Put in the time to overcommunicate. I’ll add a +1 to Brittany’s note on the importance of communication. With Erik, as well as with the rest of the design team, we set clear expectations at the beginning of the day and throughout the week with regular meetings and recap emails. It’s also not as obvious if someone isn’t very busy, so I rely on my team to reach out when they can take on projects—and most of the time it’s a huge help and a weight off their teammates who may be juggling more projects that day. As a manager, this level of checking in definitely takes a bigger chunk of time out of my day than it did when we were in the office together, but it’s important that I keep a pulse on what’s going on with the design group so I can help manage priorities and tight deadlines.
Adapt teaching methods. Especially with new designers, there’s a lot to teach in terms of branding guidelines, tools, and Leff’s approach to ensuring high-quality designs. Teaching via Google Meet just isn’t the same as getting out a piece of paper and sketching something out together.
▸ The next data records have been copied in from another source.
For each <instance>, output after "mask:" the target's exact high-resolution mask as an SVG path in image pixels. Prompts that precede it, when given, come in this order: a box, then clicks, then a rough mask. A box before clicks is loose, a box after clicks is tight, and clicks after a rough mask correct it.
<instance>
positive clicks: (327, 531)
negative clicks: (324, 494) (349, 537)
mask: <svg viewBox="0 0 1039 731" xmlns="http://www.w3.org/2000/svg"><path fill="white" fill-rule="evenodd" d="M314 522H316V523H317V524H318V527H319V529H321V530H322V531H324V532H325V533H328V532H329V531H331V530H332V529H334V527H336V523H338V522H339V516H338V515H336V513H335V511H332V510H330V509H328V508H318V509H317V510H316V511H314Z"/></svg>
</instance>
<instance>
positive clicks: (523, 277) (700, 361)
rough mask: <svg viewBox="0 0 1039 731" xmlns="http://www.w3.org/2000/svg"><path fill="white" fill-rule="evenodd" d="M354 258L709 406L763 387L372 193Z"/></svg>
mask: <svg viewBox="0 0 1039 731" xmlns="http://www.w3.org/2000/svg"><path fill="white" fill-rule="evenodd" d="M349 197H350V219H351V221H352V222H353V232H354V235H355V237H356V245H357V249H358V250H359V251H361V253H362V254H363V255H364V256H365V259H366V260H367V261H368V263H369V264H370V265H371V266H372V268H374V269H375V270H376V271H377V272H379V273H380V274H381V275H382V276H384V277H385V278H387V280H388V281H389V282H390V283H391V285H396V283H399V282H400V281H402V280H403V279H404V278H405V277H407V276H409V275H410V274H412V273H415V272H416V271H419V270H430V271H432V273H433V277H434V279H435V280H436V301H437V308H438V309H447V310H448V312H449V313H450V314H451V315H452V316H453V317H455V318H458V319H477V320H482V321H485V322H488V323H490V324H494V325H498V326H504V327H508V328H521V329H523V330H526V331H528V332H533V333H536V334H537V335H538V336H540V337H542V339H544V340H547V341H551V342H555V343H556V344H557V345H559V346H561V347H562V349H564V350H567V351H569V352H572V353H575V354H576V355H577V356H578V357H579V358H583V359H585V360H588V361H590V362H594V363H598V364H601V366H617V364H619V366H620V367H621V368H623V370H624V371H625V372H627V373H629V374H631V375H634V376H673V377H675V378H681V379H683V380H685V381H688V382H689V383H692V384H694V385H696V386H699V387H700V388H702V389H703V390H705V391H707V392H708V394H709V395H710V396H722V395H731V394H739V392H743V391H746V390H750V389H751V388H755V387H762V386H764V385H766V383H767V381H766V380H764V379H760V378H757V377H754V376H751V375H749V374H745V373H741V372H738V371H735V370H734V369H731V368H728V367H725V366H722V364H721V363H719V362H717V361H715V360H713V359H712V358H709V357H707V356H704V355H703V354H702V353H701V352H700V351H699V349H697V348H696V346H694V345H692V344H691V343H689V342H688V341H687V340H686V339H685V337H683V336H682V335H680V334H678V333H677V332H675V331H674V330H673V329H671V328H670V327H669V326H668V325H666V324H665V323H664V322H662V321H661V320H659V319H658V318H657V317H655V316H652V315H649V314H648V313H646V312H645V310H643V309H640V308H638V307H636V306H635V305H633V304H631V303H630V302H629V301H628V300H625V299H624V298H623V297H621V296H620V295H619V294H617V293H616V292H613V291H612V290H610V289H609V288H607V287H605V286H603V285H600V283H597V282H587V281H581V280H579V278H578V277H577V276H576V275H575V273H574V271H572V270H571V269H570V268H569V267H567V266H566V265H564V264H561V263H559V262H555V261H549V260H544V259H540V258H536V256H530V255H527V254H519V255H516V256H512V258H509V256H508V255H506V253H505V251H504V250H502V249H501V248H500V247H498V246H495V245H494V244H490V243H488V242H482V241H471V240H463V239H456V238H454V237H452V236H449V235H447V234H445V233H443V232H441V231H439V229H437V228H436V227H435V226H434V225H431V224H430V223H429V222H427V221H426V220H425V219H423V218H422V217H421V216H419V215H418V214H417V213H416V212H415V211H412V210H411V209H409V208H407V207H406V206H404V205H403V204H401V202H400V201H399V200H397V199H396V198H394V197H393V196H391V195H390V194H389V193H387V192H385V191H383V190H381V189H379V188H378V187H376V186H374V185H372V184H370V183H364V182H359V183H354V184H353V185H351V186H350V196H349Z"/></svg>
Erik and I have met at the office a couple times, and those sessions have been really helpful in covering a lot of ground quickly. But, of course, we need to be vigilant and careful when we’re in person during a pandemic. When meeting in person isn’t possible, it’s important to recognize—and be OK with—the fact that teaching is going to go slower and take longer. Even the smartest kid in the room may need to learn something more than once when you’re relying on instant messaging, emails, and videoconferences rather than a quick huddle where you can get to the point really quickly.
Have fun. When we’re in the office together, the design group routinely meets for official business and ends up hanging out an extra 15 minutes just joking around. We go for walks to grab lunch or coffee or browse the racks at Reckless Records. I miss that banter, and it can be difficult to recreate over videoconference, particularly given the stress of living through a pandemic. Some days we all just want to get back to our to-do list, and it’s not as natural to stick around and have light conversation. But that conversation and sense of camaraderie is what makes stressful days feel OK. So whether it’s in a group meeting or in a one-on-one check-in, I always try to offer up time to just be with our colleagues—to catch up on whatever TV show we’re watching (specifically true crime documentaries) or whatever else is going on in our lives at the moment. I think it’s particularly important to make this effort so that people who have joined us since COVID-19 can feel like not just a part of a work team but a work community.